Bai noted that then-President Bill Clinton “immediately set about trying to rewrite the social contract and embroiling himself in distracting cultural issues” and “became the first Democrat in almost 50 years to lose control of both chambers in the ensuing midterm elections.”
However, after the midterm defeat, Clinton “moderated his message and stared down the new Republican majority over its shutdown of the federal government. He was reelected easily.”
“Twelve years later, Barack Obama swept into office on another Democratic wave, went on his own government-expansion bender, and suffered his own stinging midterm rebuke,” the column noted.
Bai, added, “Recast as the lone bulwark against Republican radicalism, Obama was returned to office by a comfortable margin.
Additionally, he argued Biden “has spent most of the past two years trying to satisfy the ascendant left of his party — the cringy-sounding ‘Squad’ and so forth — in a mostly vain effort to enact some kind of sweeping agenda.”
If Democrats lost control of Congress, Bai says it would give Biden freedom to “pursue the kind of mainstream liberal agenda” that “voters thought they were getting in the first place.”

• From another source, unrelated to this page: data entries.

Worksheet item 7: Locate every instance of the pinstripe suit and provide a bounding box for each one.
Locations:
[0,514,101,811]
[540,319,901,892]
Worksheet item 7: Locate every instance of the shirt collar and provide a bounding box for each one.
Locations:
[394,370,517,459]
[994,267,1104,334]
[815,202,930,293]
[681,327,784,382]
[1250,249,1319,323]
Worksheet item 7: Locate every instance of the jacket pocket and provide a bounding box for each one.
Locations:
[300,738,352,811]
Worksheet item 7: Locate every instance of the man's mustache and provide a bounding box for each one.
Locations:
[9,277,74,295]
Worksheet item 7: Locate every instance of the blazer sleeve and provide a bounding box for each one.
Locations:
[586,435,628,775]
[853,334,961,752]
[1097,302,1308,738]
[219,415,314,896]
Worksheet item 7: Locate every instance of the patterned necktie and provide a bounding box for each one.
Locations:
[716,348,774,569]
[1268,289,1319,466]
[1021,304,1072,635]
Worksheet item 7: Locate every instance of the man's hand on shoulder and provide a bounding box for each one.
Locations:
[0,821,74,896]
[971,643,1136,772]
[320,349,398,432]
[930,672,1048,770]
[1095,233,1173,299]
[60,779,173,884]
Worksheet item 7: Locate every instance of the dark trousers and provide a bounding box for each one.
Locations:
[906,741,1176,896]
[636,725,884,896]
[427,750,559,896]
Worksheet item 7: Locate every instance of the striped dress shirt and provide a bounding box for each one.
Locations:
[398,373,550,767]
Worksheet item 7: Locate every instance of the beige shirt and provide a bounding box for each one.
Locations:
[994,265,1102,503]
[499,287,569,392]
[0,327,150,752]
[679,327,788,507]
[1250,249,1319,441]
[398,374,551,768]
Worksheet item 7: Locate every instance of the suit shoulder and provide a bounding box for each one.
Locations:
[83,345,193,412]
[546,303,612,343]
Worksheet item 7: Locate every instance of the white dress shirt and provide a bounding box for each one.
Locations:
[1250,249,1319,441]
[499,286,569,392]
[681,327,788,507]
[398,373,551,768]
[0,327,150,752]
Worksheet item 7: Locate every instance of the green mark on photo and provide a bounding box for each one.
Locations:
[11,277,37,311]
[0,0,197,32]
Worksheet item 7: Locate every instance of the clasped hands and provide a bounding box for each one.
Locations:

Meanwhile, the “newly emboldened Republican majority — like space junk orbiting its Trumpian star — will gravitate even more strongly toward antidemocratic themes of election fraud and intolerance.”
Finally, Bai wrote, “Right now, with Democrats in charge, Biden’s odds of reelection look bleak.”
“Give these Republicans a couple of years to show us what kind of government they have in mind, however, and Biden will look like Abraham Lincoln by comparison,” he insisted.